Serbian Law on Personal Data Protection (Official Gazette of the Republic of Serbia no. 87/2018) contains no specific provisions on processing of personal data related to employment, but refers to the regulatory framework governing employment (Employment Law, Safety and Occupational Health Law, Law on Employment and Unemployment Insurance, etc.), as well as the collective labour agreements (Article 91 of the Law). The applicable Employment Law prescribes a general obligation of the employer to keep the data confidential, as well as to enable data subjects - employees to have an access to such data so as to be able and request correction of false, or deleting of unnecessary data.

Article 91 of the Law on Personal Data Protection also prescribes that the regulatory framework related to employment and the protection of personal data, must include additional special measures (to protect the dignity, legitimate interests and fundamental rights of the data subjects, especially with regard to the transparency of processing, exchange of personal data within a multinational company, i.e. a group of economic entities, as well as the monitoring systems in the work environment). The fact that the change of the regulatory framework did not occur although it was supposed to  take place until the end of 2020, resulted in legal uncertainty with respect to this issue.

Processing of special categories of personal data in Serbia is based on the need to comply with the law and regulatory framework and to fulfil obligations under employment, social insurance and social protection law, provided that such processing is prescribed by law or a collective labour agreement which also provides for the application of appropriate measures to protect the fundamental rights, the freedoms and interests of the data subjects. Special categories of personal data are exceptionally processed on the basis of data subject’s freely given consent.

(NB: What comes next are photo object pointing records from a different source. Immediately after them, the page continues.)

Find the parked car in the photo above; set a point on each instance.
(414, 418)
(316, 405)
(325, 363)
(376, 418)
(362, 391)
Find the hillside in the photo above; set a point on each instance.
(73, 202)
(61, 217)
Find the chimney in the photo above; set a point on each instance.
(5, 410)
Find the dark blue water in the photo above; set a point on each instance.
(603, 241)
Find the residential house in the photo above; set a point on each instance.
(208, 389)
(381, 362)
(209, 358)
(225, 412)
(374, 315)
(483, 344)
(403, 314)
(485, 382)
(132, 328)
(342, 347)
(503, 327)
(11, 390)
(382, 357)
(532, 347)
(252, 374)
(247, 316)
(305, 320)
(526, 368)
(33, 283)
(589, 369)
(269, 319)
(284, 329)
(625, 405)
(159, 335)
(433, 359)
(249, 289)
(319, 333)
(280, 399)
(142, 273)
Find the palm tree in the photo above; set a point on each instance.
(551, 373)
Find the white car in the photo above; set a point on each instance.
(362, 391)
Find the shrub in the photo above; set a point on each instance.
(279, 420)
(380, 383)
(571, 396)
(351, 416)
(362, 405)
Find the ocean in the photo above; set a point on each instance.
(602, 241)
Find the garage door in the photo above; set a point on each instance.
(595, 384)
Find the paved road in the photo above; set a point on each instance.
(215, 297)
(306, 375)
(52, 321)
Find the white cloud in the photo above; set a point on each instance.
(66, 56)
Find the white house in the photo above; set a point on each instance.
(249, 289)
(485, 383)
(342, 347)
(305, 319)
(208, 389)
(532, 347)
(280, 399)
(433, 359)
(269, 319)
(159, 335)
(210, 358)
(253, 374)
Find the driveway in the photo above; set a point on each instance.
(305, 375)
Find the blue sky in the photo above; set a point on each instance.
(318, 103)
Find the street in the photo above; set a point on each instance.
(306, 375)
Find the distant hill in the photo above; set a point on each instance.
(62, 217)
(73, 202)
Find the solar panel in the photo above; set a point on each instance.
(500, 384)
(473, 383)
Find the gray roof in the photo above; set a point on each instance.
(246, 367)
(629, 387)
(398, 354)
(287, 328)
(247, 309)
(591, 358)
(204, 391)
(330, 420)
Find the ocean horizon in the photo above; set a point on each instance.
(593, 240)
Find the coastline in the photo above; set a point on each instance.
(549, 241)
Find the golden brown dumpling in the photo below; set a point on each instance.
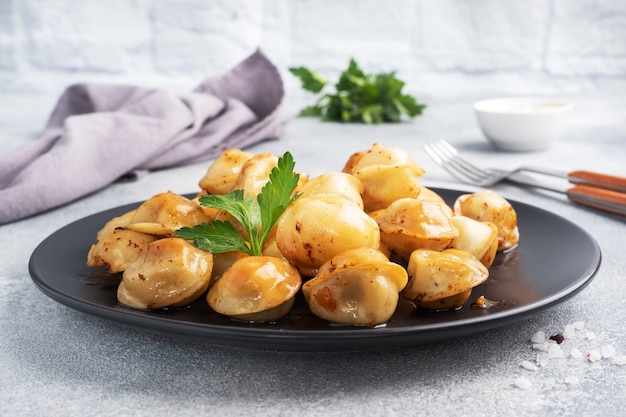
(115, 223)
(488, 206)
(387, 174)
(164, 213)
(171, 273)
(436, 275)
(336, 183)
(221, 176)
(118, 249)
(255, 288)
(478, 238)
(409, 224)
(314, 229)
(356, 287)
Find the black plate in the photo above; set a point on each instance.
(554, 260)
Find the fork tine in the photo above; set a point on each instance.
(448, 157)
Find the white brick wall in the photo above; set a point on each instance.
(442, 48)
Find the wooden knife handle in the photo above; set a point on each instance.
(595, 179)
(602, 199)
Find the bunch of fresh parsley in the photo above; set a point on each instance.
(358, 97)
(258, 216)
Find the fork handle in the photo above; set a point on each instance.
(602, 199)
(595, 179)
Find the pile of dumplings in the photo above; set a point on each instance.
(355, 242)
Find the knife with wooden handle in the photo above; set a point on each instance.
(595, 179)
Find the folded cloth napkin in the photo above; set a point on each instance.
(98, 134)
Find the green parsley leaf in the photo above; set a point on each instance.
(359, 97)
(311, 80)
(216, 237)
(257, 216)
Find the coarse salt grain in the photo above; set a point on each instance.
(571, 380)
(608, 351)
(529, 365)
(523, 383)
(555, 351)
(569, 331)
(575, 353)
(542, 346)
(539, 337)
(543, 358)
(594, 355)
(620, 360)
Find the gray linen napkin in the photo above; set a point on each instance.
(99, 133)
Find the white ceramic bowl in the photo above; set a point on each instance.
(522, 123)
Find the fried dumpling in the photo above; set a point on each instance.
(489, 206)
(387, 174)
(221, 176)
(255, 288)
(357, 287)
(435, 275)
(171, 273)
(409, 224)
(118, 249)
(164, 213)
(314, 229)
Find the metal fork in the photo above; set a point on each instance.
(601, 191)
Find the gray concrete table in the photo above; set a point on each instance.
(58, 361)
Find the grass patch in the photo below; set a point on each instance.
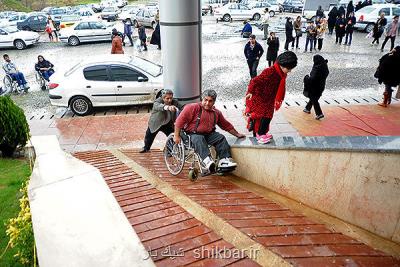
(13, 172)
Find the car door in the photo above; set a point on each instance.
(131, 85)
(98, 86)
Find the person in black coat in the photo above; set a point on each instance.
(340, 29)
(332, 16)
(273, 48)
(314, 85)
(350, 22)
(388, 74)
(350, 9)
(289, 33)
(253, 52)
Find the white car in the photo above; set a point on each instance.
(12, 37)
(236, 12)
(112, 80)
(86, 31)
(261, 6)
(367, 16)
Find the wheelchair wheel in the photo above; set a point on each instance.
(174, 155)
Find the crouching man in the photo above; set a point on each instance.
(199, 121)
(162, 118)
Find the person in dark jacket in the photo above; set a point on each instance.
(332, 16)
(247, 29)
(314, 85)
(273, 48)
(350, 22)
(253, 51)
(349, 9)
(289, 33)
(142, 36)
(127, 31)
(45, 67)
(320, 12)
(379, 28)
(388, 74)
(340, 29)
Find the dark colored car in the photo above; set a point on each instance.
(35, 23)
(292, 6)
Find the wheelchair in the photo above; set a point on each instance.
(176, 155)
(10, 85)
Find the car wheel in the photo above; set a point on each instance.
(19, 44)
(369, 28)
(81, 106)
(73, 41)
(226, 18)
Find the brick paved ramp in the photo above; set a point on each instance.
(355, 120)
(159, 222)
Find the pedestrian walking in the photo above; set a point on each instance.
(289, 33)
(314, 85)
(379, 28)
(127, 31)
(253, 51)
(332, 16)
(388, 74)
(340, 29)
(142, 36)
(266, 23)
(310, 31)
(391, 32)
(350, 23)
(116, 45)
(321, 31)
(273, 48)
(266, 93)
(297, 30)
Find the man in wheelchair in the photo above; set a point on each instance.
(44, 67)
(199, 120)
(11, 70)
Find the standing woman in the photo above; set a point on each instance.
(273, 48)
(340, 29)
(332, 16)
(266, 93)
(314, 84)
(289, 33)
(379, 28)
(297, 30)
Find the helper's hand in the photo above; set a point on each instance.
(177, 139)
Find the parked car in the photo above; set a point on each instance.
(110, 13)
(145, 17)
(12, 37)
(86, 31)
(293, 6)
(367, 16)
(114, 80)
(35, 23)
(236, 11)
(261, 6)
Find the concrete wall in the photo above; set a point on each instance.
(360, 188)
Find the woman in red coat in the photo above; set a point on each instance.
(265, 94)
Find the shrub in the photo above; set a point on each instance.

The use of CCTV and GPS systems in employment spaces/ vehicles is not subject to specific regulations in Serbia. The competent Public Commissioner, however, has issued a Decision on the list of personal data processing acts which require previous Assessment of impact to the personal data protection (Official Gazette of the Republic of Serbia no 45/2019 and 112/2020). Said Decision also provides that the Public Commissioner’s consent to the mentioned Assessment shall be obtained, in case of processing of biometric data used for identification of the data subjects, processing by using of applications and surveillance systems, automated processing, etc.